This article was published 21/05/2010 (5773 days ago), so information in it may no longer be current.
NIVERVILLE — Many years ago, Niverville Collegiate phys-ed teacher Don Dulder took an interest in a high school dropout.
The kid was a 14-year-old immigrant from Paraguay who’d been placed in Grade 3 with eight-year-olds even though he’d been an honours student in his home country.
When officials still wouldn’t let him go beyond Grade 7 after his first year, he quit and got a job in a factory.
Dulder got to know the teen through a mutual love of sports and coaxed him back into school. He not only graduated, but went on to university to obtain a degree in business administration.
On Wednesday, at Dulder’s retirement party, that kid, now a multimillionaire, flew in by private jet to deliver a surprise thank-you.
"You believed in me," said Ben Sawatzky, in a moving keynote speech at Dulder’s party Wednesday. "Tonight, I thank you from the bottom of my heart."
Dulder is retiring after a 37-year career at Niverville Collegiate. He has received many honours, most recently being named Coach of the Year for 2009 by the Manitoba High School Athletic Association.
He built the tiny Niverville school into a volleyball powerhouse. Although Niverville is only ranked as a 2A school because of its size, the Panthers boys’ volleyball team consistently competed at the 4A level against schools many times its size.
Meanwhile, Ben Sawatzky went on to become one of Canada’s most successful lumber giants with his manufacturing company, Spruceland Lumber in Alberta. Spruceland Lumber, with more than 500 employees, has been named one of Canada’s top 100 companies to work for four straight years.
Sawatzky also owns a real estate development company, and is a significant shareholder and alternate CEO in Spa Utopia in British Columbia.
Ben and wife Dorrie run the Ben Sawatzky Foundation, which made significant contributions to fund Niverville’s Heritage Centre and has funded construction of homes for orphans in Bolivia, Paraguay, Brazil, Uganda and Kenya.
Sawatzky recalled a talk with the superintendent of the Hanover School Division in the mid-1970s when he dropped out. "He told my parents the likelihood that their son would become a burden to the state was very, very great."
Sawatzky said he had been "totally humiliated" by school officials placeing him in a Grade 3 class. "I was six feet tall.
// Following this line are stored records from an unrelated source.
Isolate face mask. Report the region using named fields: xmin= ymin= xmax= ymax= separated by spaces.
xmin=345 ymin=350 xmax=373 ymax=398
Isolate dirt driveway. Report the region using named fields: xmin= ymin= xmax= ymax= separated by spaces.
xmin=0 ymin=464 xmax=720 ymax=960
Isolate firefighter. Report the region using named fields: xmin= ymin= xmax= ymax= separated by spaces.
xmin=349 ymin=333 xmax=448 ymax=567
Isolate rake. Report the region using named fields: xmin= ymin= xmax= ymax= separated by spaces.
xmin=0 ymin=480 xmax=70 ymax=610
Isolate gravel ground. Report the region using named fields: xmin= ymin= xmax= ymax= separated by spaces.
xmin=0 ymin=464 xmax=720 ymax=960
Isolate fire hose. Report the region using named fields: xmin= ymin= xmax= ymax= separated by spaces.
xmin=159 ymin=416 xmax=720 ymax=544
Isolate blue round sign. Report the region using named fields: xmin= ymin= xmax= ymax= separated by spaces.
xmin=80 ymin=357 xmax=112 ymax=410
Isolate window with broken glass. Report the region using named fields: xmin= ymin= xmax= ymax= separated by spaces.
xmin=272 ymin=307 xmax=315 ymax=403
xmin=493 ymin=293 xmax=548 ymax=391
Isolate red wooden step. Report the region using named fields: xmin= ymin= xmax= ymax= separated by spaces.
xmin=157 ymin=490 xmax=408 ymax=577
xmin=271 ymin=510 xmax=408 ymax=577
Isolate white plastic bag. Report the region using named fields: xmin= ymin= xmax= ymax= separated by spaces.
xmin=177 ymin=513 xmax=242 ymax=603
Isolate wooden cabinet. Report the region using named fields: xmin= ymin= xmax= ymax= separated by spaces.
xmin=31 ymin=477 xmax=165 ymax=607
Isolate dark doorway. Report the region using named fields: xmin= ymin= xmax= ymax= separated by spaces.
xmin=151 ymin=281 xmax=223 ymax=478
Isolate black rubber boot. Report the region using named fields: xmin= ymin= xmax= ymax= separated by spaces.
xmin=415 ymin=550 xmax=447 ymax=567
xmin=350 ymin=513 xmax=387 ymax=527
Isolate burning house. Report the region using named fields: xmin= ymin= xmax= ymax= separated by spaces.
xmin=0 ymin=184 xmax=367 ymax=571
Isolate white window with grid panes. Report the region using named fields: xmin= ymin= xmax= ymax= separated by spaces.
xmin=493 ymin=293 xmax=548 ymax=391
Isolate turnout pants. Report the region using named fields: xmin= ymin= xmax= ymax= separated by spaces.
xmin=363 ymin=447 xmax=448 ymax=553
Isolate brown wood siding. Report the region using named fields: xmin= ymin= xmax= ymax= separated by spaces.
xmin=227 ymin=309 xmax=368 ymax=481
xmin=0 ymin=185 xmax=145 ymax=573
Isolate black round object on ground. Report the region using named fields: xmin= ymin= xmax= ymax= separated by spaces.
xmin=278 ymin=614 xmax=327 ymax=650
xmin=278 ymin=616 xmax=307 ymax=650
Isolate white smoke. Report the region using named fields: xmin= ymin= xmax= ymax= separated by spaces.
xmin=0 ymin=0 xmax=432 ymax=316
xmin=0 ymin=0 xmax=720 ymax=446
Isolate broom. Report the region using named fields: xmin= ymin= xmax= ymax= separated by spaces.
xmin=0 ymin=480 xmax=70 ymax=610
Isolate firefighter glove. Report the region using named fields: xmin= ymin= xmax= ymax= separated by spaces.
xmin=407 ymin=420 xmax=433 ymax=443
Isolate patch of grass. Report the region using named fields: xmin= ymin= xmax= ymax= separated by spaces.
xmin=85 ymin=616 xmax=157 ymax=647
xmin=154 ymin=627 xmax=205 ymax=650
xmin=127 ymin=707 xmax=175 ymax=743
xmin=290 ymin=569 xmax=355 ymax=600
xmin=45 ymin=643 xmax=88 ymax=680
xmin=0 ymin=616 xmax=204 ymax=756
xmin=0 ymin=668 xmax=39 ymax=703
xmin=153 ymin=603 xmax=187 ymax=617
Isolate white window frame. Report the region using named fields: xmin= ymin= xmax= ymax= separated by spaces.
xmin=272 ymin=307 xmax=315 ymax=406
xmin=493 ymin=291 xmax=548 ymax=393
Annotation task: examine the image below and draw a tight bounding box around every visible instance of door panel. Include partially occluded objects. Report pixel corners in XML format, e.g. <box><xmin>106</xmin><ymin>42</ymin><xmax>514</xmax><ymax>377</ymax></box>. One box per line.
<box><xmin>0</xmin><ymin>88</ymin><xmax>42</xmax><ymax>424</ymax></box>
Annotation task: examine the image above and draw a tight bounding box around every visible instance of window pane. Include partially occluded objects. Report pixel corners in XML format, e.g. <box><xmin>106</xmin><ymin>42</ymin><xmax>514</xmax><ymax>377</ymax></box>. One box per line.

I was going on 15."
Soccer brought Sawatzky and Dulder together. Dulder encouraged and assisted Sawatzky to form a community soccer team, then the teacher started ragging on the teen to return to school.
"He said if school is not treating you fairly, enroll in correspondence," which Sawatzky did, passing grades 10 and 11 that way. At age 20, he returned to Niverville Collegiate and completed his high school education.
"My dreams began to live again," he said.
"Ninety-nine times out of a 100, I wouldn’t have gone back for a teacher’s retirement. But this man was significant to me," Sawatzky said.
"My opinion mattered to him. That was a revelation. His was the first real friendship I developed with someone I considered significantly my superior."
Dulder said the system had beaten up Sawatzky. "I used to phone him regularly," the retiring teacher said. "I didn’t do anything special. I just talked to him."
It’s those kind of relationships that have motivated Dulder to keep teaching. He could have retired some time ago. Some of his other former students include Mike Hamm, who played professional volleyball in Germany and co-owns Home Run Sports in Winnipeg, and Matt Lux, who plays on the University of Manitoba Bisons volleyball team.
"I never wanted to be an administrator. All I wanted was to work at the grassroots with kids. They keep you young and thinking young," Dulder said.